Department of Otolaryngology Head and Neck Surgery, Ningbo Medical Center Lihuili Hospital, The Affiliated Lihuili Hospital of Ningbo University, Ningbo, Zhejiang, China.
School of Medicine, Ningbo University, Ningbo, Zhejiang, China.
J Clin Lab Anal. 2022 Jun;36(6):e24480. doi: 10.1002/jcla.24480. Epub 2022 May 6.
Previous studies have determined that necroptosis-related genes are potential biomarkers in head and neck squamous cell carcinoma (HNSCC). Herein, we established a novel risk model based on necroptosis-related lncRNAs (nrlncRNAs) to predict the prognosis of HNSCC patients.
Transcriptome and related information were obtained from TCGA database, and an nrlncRNA signature was established based on univariate Cox analysis and least absolute shrinkage and selection operator Cox regression.
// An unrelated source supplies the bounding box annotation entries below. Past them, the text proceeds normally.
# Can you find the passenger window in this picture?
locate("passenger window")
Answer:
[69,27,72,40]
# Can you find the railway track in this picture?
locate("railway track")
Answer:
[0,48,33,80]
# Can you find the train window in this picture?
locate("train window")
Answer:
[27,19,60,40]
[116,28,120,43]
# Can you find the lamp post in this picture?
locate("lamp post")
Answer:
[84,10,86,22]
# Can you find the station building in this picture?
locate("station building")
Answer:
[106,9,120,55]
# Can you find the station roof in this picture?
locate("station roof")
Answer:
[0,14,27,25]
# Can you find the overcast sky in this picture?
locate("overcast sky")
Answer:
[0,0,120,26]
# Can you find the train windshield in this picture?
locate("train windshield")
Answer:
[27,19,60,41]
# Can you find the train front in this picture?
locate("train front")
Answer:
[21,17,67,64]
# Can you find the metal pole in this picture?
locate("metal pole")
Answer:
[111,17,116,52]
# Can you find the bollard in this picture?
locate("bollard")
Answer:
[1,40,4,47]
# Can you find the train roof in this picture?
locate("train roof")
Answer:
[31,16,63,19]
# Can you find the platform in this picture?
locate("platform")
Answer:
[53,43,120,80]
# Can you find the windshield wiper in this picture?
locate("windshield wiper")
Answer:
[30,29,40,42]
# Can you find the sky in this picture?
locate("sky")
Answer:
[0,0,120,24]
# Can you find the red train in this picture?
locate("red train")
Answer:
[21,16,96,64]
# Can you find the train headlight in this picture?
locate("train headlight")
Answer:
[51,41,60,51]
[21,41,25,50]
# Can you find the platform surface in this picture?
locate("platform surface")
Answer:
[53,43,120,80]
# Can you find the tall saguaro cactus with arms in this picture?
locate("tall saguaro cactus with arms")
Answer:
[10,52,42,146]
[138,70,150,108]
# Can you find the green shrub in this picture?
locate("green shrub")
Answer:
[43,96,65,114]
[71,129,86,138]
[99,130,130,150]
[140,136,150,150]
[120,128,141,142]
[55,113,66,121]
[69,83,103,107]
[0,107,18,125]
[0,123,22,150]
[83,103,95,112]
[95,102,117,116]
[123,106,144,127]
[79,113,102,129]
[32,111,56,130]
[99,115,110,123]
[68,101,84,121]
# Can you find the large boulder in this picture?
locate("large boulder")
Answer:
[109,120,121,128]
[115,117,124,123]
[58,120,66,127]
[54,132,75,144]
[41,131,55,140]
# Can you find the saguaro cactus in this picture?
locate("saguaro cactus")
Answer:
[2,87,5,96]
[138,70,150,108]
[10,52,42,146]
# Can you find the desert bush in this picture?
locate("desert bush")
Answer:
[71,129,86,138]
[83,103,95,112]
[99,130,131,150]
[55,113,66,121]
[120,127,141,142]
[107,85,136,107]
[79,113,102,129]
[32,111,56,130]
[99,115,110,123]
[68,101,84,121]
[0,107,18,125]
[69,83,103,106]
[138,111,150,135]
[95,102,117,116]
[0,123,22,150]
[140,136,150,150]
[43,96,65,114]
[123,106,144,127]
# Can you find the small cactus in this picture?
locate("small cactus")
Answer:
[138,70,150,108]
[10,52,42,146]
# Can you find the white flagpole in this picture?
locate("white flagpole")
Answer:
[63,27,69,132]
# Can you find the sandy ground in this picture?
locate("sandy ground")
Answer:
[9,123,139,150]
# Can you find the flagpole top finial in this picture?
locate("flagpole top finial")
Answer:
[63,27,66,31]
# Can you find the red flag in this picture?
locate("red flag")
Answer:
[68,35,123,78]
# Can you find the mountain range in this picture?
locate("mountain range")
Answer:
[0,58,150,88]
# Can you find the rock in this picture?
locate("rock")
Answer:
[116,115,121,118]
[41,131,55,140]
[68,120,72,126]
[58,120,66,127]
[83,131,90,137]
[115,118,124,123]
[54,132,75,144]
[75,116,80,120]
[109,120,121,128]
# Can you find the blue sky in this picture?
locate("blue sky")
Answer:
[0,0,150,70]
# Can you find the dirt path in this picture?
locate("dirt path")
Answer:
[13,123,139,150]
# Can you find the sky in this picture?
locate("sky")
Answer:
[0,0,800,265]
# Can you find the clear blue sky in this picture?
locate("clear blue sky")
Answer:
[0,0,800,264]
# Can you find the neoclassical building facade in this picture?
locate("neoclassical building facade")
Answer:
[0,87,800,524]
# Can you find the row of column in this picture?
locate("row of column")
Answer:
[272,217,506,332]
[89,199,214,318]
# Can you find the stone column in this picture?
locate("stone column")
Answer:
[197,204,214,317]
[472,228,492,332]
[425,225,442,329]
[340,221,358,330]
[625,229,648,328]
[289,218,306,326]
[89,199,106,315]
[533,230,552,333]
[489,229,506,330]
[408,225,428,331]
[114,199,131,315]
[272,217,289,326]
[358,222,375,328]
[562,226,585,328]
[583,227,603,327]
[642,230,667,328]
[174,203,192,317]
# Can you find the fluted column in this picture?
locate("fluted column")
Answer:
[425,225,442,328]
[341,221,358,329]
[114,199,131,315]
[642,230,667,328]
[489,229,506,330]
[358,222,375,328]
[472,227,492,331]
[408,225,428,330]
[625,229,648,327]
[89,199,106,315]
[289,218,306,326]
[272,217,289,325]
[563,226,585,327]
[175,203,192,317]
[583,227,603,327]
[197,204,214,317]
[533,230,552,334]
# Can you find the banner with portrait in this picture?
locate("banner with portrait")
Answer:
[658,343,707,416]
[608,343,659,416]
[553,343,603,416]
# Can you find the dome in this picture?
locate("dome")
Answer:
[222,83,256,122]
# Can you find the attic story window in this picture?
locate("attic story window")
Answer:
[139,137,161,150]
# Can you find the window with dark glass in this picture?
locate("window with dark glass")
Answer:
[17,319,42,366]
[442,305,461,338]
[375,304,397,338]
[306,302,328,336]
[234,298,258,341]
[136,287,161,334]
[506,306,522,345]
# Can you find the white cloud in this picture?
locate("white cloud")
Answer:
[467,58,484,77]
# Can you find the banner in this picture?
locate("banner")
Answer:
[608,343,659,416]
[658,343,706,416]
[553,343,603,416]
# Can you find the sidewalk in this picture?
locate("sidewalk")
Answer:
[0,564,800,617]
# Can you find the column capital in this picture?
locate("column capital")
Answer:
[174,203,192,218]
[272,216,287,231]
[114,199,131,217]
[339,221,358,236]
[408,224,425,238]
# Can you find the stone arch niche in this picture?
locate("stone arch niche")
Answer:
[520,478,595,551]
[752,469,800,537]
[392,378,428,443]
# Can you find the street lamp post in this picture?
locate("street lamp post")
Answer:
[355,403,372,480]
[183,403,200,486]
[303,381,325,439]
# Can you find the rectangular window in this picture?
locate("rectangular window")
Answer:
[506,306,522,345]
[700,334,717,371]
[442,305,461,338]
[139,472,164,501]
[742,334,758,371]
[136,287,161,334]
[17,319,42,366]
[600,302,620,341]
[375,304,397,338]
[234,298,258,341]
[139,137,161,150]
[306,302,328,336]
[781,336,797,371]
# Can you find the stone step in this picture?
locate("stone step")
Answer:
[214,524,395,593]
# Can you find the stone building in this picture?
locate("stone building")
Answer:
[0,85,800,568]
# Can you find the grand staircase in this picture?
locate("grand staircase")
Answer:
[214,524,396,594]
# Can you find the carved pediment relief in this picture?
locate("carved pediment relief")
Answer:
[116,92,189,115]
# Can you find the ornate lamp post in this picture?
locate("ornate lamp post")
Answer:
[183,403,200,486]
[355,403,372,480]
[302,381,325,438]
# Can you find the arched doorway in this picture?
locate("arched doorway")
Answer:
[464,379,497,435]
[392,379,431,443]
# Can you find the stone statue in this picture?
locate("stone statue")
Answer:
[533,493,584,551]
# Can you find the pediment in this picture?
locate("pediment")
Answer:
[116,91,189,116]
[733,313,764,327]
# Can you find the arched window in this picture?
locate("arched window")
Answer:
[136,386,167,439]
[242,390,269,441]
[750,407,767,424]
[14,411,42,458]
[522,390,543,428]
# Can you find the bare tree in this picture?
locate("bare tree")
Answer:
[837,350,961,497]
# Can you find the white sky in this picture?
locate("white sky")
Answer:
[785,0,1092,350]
Kaplan-Meier analysis and time-dependent receiver operating characteristic (ROC) analysis were used to evaluate the model, and a nomogram for survival prediction was established. Gene set enrichment analysis, immune analysis, drug sensitivity analysis, correlation with N6-methylandenosin (m6A), and tumor stemness analysis were performed. Furthermore, the entire set was divided into two clusters for further discussion.
A novel signature was established with six nrlncRNAs. The areas under the ROC curves (AUCs) for 1-, 3-, and 5-year overall survival (OS) were 0.699, 0.686, and 0.645, respectively. Patients in low-risk group and cluster 2 had a better prognosis, more immune cell infiltration, higher immune function activity, and higher immune scores; however, patients in high-risk group and cluster 1 were more sensitive to chemotherapy. Moreover, the risk score had negative correlation with m6A-related gene expression and tumor stemness.
According to this study, we constructed a novel signature with nrlncRNA pairs to predict the survival of HNSCC patients and guide immunotherapy and chemotherapy. This may possibly promote the development of individualized and precise treatment for HNSCC patients.
先前的研究已经确定,坏死性凋亡相关基因是头颈部鳞状细胞癌(HNSCC)的潜在生物标志物。在此,我们建立了一个基于坏死性凋亡相关长链非编码 RNA(nrlncRNA)的新型风险模型,以预测 HNSCC 患者的预后。
从 TCGA 数据库中获取转录组和相关信息,并基于单变量 Cox 分析和最小绝对值收缩和选择算子 Cox 回归建立 nrlncRNA 特征。Kaplan-Meier 分析和时间依赖的接收器操作特征(ROC)分析用于评估模型,并建立用于生存预测的列线图。进行基因集富集分析、免疫分析、药物敏感性分析、与 N6-甲基腺苷(m6A)的相关性以及肿瘤干性分析。此外,将整个数据集分为两个簇进行进一步讨论。
建立了一个包含六个 nrlncRNA 的新型特征。1 年、3 年和 5 年总生存(OS)的 ROC 曲线下面积(AUC)分别为 0.699、0.686 和 0.645。低风险组和簇 2 的患者预后较好,免疫细胞浸润较多,免疫功能活性较高,免疫评分较高;然而,高风险组和簇 1 的患者对化疗更敏感。此外,风险评分与 m6A 相关基因表达和肿瘤干性呈负相关。
根据本研究,我们构建了一个包含 nrlncRNA 对的新型特征,用于预测 HNSCC 患者的生存情况,并指导免疫治疗和化疗。这可能有助于促进 HNSCC 患者个体化和精准治疗的发展。